Sen. Chuck Graham, D-Columbia, thanked Charlie Shields, the Republican Floor Leader from St. Joseph, for removing the caps.

“We’re just busy supporting your good work in stripping out all the very, very bad things that were in the original bill,” Graham said to Shields on the Senate floor Thursday.

Carl Bearden, Speaker Pro Tem of the House and the original bill’s sponsor, said the bill passed by the Senate is unacceptable, and the two sides will need to work together on a compromise.

“My main focus in this whole thing has been focusing on the students. The bill that they passed does not do that,” said Bearden, R-St. Charles. “Right now we have probably 20,000 students at least not getting those scholarships because we’re not funding them.”

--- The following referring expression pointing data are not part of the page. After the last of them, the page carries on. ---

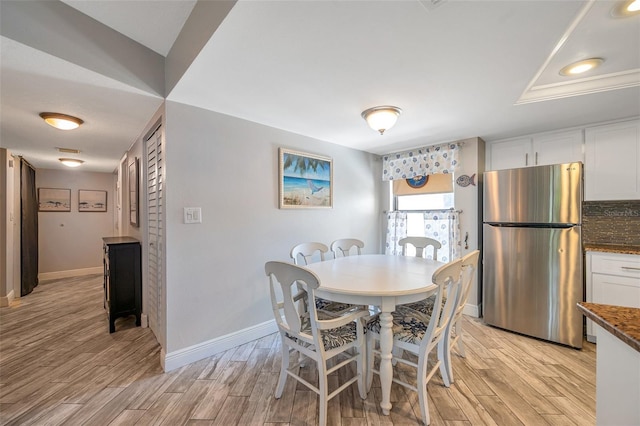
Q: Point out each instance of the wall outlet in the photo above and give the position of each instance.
(192, 215)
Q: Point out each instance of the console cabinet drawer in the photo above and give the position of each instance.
(611, 279)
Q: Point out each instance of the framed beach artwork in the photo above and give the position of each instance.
(306, 180)
(92, 201)
(54, 200)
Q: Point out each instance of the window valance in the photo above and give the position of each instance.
(420, 162)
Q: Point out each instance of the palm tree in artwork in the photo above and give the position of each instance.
(302, 164)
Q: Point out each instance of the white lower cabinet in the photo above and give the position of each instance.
(611, 279)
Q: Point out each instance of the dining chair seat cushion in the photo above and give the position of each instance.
(333, 338)
(408, 325)
(331, 306)
(425, 306)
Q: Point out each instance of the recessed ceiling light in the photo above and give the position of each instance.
(61, 121)
(624, 9)
(69, 150)
(581, 66)
(71, 162)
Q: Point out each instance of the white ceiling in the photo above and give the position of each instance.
(458, 69)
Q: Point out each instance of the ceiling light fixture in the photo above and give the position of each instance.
(71, 162)
(61, 121)
(633, 6)
(625, 9)
(581, 66)
(381, 118)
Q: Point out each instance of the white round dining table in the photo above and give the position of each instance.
(383, 281)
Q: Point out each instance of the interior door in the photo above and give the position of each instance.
(28, 229)
(155, 211)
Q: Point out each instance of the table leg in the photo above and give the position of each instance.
(386, 369)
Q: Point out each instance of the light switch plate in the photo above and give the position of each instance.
(192, 215)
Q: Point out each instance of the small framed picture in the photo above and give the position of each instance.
(92, 200)
(306, 180)
(54, 200)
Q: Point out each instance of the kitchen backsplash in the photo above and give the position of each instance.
(611, 222)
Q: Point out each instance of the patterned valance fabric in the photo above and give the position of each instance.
(420, 162)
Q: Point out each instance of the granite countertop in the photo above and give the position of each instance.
(612, 248)
(622, 322)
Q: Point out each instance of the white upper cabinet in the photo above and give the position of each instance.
(612, 161)
(536, 150)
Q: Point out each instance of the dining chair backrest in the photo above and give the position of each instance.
(285, 280)
(312, 338)
(306, 253)
(447, 278)
(420, 244)
(342, 247)
(453, 335)
(408, 334)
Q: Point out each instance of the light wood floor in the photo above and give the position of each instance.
(59, 365)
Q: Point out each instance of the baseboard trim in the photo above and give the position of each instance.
(472, 310)
(6, 300)
(70, 273)
(194, 353)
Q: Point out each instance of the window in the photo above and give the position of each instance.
(436, 194)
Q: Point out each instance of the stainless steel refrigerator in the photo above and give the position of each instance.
(532, 251)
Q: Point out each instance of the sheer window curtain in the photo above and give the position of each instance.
(444, 226)
(396, 230)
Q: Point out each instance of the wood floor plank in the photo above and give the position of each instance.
(59, 365)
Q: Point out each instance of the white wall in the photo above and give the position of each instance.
(7, 227)
(229, 167)
(72, 241)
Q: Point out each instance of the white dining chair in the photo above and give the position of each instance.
(419, 336)
(309, 334)
(453, 334)
(306, 253)
(345, 246)
(420, 244)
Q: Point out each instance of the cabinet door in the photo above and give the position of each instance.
(612, 162)
(510, 154)
(557, 148)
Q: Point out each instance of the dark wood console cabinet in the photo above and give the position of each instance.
(122, 279)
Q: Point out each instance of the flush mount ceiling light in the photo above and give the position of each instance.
(71, 162)
(61, 121)
(381, 118)
(581, 66)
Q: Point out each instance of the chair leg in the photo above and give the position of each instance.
(397, 353)
(444, 355)
(361, 369)
(422, 389)
(323, 387)
(284, 366)
(459, 338)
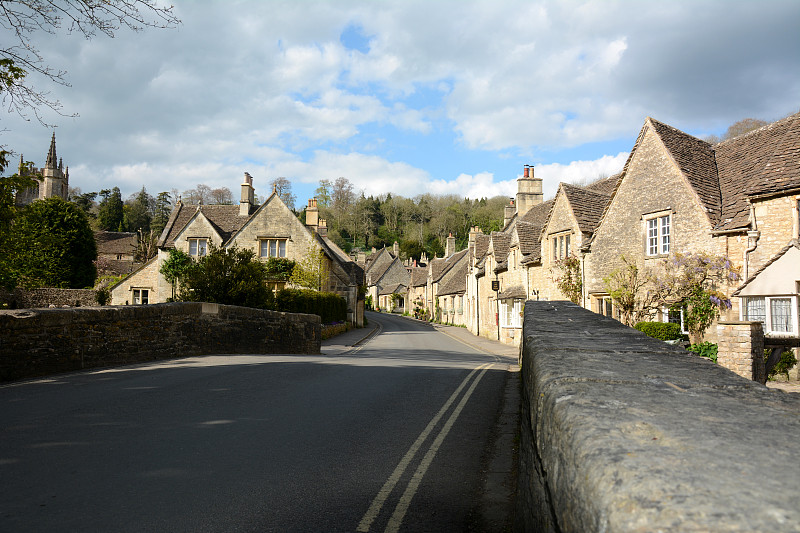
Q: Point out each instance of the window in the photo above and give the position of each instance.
(510, 313)
(198, 247)
(561, 247)
(273, 248)
(778, 314)
(658, 235)
(141, 296)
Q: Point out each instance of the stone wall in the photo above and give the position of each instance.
(45, 297)
(622, 432)
(36, 342)
(740, 348)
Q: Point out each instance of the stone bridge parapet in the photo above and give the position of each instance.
(622, 432)
(35, 342)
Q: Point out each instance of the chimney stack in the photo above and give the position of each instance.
(529, 191)
(312, 214)
(450, 247)
(248, 195)
(509, 212)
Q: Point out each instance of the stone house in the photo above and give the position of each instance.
(269, 230)
(387, 280)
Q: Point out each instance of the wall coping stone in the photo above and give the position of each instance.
(622, 432)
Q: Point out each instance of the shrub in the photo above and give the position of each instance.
(787, 361)
(665, 331)
(329, 306)
(705, 349)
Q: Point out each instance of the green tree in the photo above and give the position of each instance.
(230, 276)
(110, 214)
(174, 267)
(9, 247)
(136, 212)
(311, 272)
(56, 246)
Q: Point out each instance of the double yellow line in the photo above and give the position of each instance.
(405, 500)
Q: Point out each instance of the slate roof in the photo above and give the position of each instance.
(763, 161)
(225, 220)
(696, 160)
(587, 205)
(457, 280)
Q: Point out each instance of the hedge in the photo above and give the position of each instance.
(665, 331)
(329, 306)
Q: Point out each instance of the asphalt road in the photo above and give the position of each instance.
(390, 436)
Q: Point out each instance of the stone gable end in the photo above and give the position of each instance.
(652, 186)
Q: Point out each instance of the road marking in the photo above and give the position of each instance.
(383, 494)
(405, 500)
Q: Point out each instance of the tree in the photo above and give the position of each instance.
(567, 275)
(161, 212)
(9, 187)
(56, 246)
(137, 212)
(110, 213)
(231, 276)
(174, 267)
(311, 272)
(283, 188)
(23, 19)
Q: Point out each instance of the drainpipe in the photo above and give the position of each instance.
(752, 241)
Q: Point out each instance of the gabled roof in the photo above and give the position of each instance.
(762, 161)
(695, 158)
(225, 220)
(587, 205)
(456, 282)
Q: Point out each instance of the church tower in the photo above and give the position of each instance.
(55, 180)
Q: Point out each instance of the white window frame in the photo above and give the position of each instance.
(768, 322)
(658, 234)
(198, 247)
(140, 296)
(272, 247)
(510, 311)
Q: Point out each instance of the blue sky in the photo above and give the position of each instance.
(407, 97)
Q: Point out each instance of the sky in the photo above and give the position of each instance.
(403, 96)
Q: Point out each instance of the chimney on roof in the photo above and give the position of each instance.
(529, 191)
(247, 199)
(312, 214)
(450, 247)
(509, 212)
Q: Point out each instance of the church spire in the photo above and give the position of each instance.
(51, 155)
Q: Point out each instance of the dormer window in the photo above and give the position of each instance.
(198, 247)
(272, 248)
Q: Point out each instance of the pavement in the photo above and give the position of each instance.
(496, 507)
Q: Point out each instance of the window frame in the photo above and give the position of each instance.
(265, 244)
(196, 241)
(657, 234)
(510, 314)
(768, 321)
(140, 295)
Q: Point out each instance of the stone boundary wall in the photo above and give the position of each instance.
(45, 297)
(622, 432)
(36, 342)
(740, 349)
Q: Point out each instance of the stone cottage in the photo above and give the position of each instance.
(269, 230)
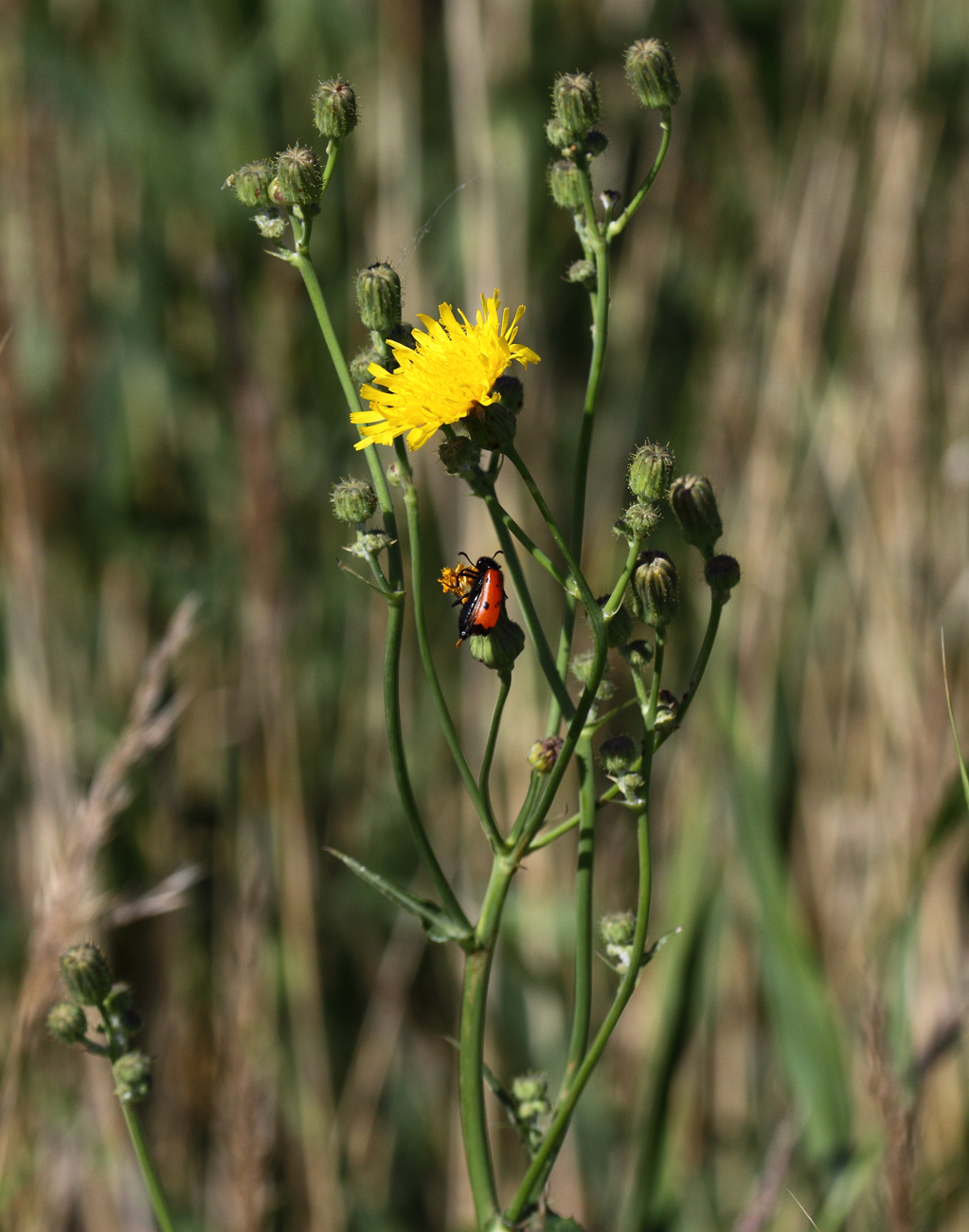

Higher education funding is currently at a level lower than the 2002 rate. Once the institutions meet the level they were at in 2002, future increases would be capped at 2.5 percent under the provisions in the bill.

The scholarship program established by the bill seeks to give $1,000 to each freshman attending a private or public higher education institution in Missouri. In order to qualify, students must have attended a Missouri high school for at least three years and achieved a 2.5 grade point average. The program would end in 2009 and is expected to cost the state $20 million over a two-year period.

Bearden said the Senate must agree on a bill closer to his original proposal in order to gain House support to appropriate profits from the sale of student loans.

“They are joined at the heart. We have a student component and a capital component,” Bearden said. “One can’t survive without the other.”

House Speaker Rod Jetton, R-Marble Hill, said he agreed that the appropriations and scholarship bills are intimately linked. The House, Senate and governor’s office have differing priorities for how the state should spend the $450 million expected from the sale of student loans by the Missouri Higher Education Loan Authority, he said.

“It’s not so much that there’s two separate bills,” Jetton said. “It’s just that the concepts of what we wanted to do — whether it’s scholarships, health care or capital improvements — we couldn’t all do in one bill.”

The Senate and the House will have to compromise on the House scholarship bill before May 5, which is the constitutional deadline for the General Assembly to have appropriation legislation passed.

Four senators voted against the Senate version of the scholarship bill.

“I have a very fundamental concern about our ability to continue to finance programs like this,” said Sen. Matt Bartle, R-Lee’s Summit, who voted against the bill.